PAPER: African Delegation Prepared the following paper for Meeting III of Trilateral Dialogue in Washington, D.C.  
   
   

Business Principles for a Strong Africa*

The post-colonial period in Africa is over. More and more democratic and peaceful, Africa today battles not against colonialism or neo-colonialism, but against exclusion from the global economy, diseases and poverty. In contrast to the apocalyptic humanitarianism of most media, Africa is increasingly optimistic about its own future and increasingly serious about business. Fewer and fewer African citizenries are willing to tolerate prolonged deviations from new norms of political freedom and public accountability. More and more African governments understand and embrace their role in reducing the barriers to commerce and investment. They understand that the only sure pathway to prosperity and true political and fiscal independence is a vibrant, tax-paying private sector.

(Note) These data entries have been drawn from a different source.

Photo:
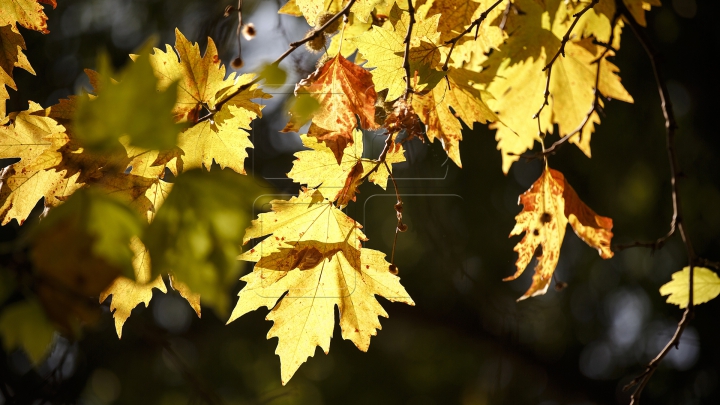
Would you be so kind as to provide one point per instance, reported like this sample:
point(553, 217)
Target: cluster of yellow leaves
point(343, 91)
point(27, 14)
point(313, 258)
point(548, 206)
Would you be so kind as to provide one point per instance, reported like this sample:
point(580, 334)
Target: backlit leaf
point(548, 206)
point(706, 286)
point(196, 233)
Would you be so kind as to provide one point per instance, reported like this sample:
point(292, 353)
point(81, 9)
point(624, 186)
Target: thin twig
point(561, 51)
point(292, 47)
point(389, 141)
point(595, 107)
point(476, 25)
point(406, 56)
point(506, 14)
point(677, 223)
point(400, 227)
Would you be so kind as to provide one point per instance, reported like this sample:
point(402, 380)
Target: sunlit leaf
point(706, 286)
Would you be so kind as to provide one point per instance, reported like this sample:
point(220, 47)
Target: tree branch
point(476, 25)
point(595, 107)
point(561, 51)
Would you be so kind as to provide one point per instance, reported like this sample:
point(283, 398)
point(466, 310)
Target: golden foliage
point(548, 206)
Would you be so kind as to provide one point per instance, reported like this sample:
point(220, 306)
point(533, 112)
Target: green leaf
point(85, 242)
point(274, 75)
point(706, 286)
point(24, 325)
point(7, 284)
point(130, 108)
point(197, 232)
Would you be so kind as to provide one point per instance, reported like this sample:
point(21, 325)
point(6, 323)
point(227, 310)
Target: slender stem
point(400, 227)
point(406, 56)
point(677, 222)
point(476, 25)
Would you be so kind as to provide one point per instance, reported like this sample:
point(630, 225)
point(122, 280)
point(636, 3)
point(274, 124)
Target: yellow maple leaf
point(28, 14)
point(434, 109)
point(518, 80)
point(548, 206)
point(305, 316)
point(199, 78)
point(308, 217)
point(192, 298)
point(317, 168)
point(11, 56)
point(127, 293)
point(638, 8)
point(223, 139)
point(384, 48)
point(344, 90)
point(706, 286)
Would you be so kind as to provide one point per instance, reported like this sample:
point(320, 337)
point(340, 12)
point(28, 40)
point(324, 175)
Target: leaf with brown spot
point(343, 90)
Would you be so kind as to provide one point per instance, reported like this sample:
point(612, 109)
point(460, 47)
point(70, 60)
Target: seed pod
point(324, 18)
point(316, 44)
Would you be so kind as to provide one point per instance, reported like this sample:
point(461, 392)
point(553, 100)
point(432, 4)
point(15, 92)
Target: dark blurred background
point(467, 340)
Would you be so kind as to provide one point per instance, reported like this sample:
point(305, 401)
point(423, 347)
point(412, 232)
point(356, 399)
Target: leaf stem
point(677, 222)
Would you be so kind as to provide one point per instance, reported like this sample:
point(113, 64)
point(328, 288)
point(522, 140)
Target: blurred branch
point(561, 51)
point(677, 222)
point(293, 46)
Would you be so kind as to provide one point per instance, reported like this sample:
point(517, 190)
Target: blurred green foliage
point(197, 232)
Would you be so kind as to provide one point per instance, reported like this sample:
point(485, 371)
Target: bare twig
point(677, 222)
point(506, 14)
point(292, 47)
point(207, 395)
point(406, 56)
point(381, 159)
point(475, 25)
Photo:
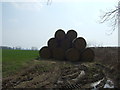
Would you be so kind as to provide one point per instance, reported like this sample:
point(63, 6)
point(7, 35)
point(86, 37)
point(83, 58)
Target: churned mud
point(56, 74)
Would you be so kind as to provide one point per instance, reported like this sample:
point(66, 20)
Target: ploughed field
point(22, 70)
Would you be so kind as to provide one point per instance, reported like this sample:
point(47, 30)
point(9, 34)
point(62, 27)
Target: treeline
point(18, 48)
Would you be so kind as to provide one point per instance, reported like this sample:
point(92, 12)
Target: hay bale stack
point(87, 55)
point(52, 43)
point(59, 34)
point(45, 52)
point(65, 44)
point(72, 54)
point(58, 53)
point(71, 34)
point(79, 43)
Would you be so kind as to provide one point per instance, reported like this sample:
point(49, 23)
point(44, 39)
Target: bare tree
point(113, 16)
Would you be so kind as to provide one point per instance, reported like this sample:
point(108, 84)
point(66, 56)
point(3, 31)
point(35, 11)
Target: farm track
point(60, 75)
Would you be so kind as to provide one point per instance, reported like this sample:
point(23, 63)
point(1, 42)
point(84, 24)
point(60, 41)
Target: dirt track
point(57, 75)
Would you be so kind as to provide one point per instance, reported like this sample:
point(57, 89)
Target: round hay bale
point(72, 54)
point(87, 55)
point(79, 43)
point(65, 44)
point(59, 34)
point(58, 53)
point(52, 43)
point(45, 52)
point(71, 34)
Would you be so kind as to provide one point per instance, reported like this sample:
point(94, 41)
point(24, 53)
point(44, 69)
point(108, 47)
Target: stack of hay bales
point(67, 46)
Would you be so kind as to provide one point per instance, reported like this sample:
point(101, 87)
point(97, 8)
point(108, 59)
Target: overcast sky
point(28, 24)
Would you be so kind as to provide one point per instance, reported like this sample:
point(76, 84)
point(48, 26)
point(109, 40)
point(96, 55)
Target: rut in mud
point(58, 75)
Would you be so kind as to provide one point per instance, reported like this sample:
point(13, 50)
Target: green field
point(15, 60)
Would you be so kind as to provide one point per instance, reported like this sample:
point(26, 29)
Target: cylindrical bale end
point(79, 43)
point(65, 44)
point(72, 54)
point(52, 43)
point(59, 34)
point(87, 55)
point(58, 53)
point(71, 35)
point(45, 52)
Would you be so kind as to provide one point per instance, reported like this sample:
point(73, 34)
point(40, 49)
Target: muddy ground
point(64, 74)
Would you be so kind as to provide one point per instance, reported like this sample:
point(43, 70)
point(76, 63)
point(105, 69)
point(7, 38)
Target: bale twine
point(72, 54)
point(87, 55)
point(71, 34)
point(58, 53)
point(59, 34)
point(52, 43)
point(45, 52)
point(65, 44)
point(79, 43)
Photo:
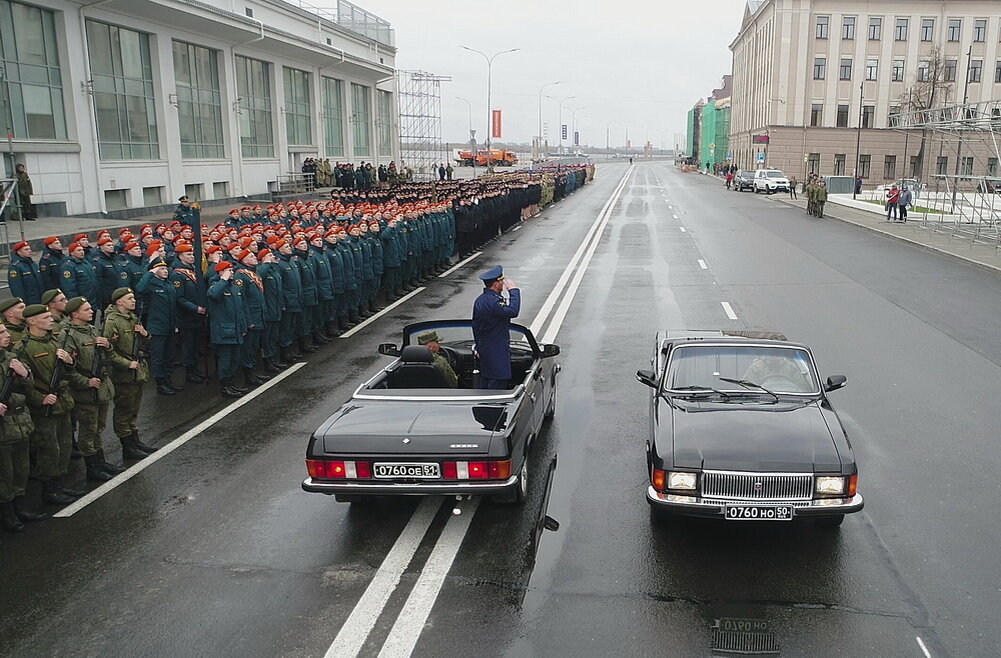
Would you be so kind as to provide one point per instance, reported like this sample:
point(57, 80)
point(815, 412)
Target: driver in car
point(431, 341)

The full benefits of reform have yet to be reaped, in some countries the transition has yet to begin and in many there is still too much belief in bureaucratic and statist modes of governance. But the possibility of a general return to the authoritarian politics and purely statist economics of the first thirty years of independence is increasingly remote.

Contemporary Global Narratives

The discourse surrounding globalisation – defined here as growing international trade in goods and services, the global spread of cultural attributes and influences, and the adoption of government policies that encourage these trends – is often confused, fraught with tensions, and sometimes violent. While both the extreme left and extreme right share the rhetoric of anti-globalisation, most economies depend on the global market for trade and growth. In the 1990s few questioned the desirability of growing output and trade growth, breaking down the main ideological divides of the Cold War. However, differential ability to take advantage of these opportunities has increased resistance to change.

China is the most notable example of poverty reduction via globalisation, with several hundred million people climbing the ladder from peasantry to global producers as a result of a process of market reforms and trade openness. India, Indonesia and others are not far behind. By contrast, over this period GDP per capita of the least open countries – many of them in Africa – fell by one per cent a year. The first years of the 21st Century has seen a reversal of these trends but many countries are still below the population growth rates.

The arguments against globalisation generally take the same line: that more international trade, openness, and competition have raised inequality between and within states, harming the poor; that globalisation favours big multinational companies and destroys jobs. Though at first these arguments seem valid, they do not stand up to closer scrutiny. While globalisation has destroyed some jobs, it has created many more. While many people have become richer, the poor still have to make do with the same percentage of national income irrespective of whether their economies are open or closed. Globalisation has created richer countries, which still, however, have poor people.

Globalisation is an inherently political process, and not just an economic one. This is why, for example, the West spends a billion dollars a day protecting inefficient agricultural industries. Perhaps the greatest threat to globalisation is from within, from local workers unable to withstand external competitive pressures.

Different regions have varied performance records in coping with and benefiting from globalisation. East Asia has been the most successful, through achieving high rates of export-led growth. There is no single formula for success in the case in these economies, but several (Taiwan, Vietnam, and China for example) have followed a sequenced pattern of boosting agricultural production through reforms, followed by an emphasis on light industrial manufacturing and exports. In every case there has been an emphasis on poverty alleviation; raising education standards and appropriate skills levels; encouraging (and in Singapore’s case, legislating) the raising of saving levels; importing and applying technology; and investing in infrastructure, particularly communications.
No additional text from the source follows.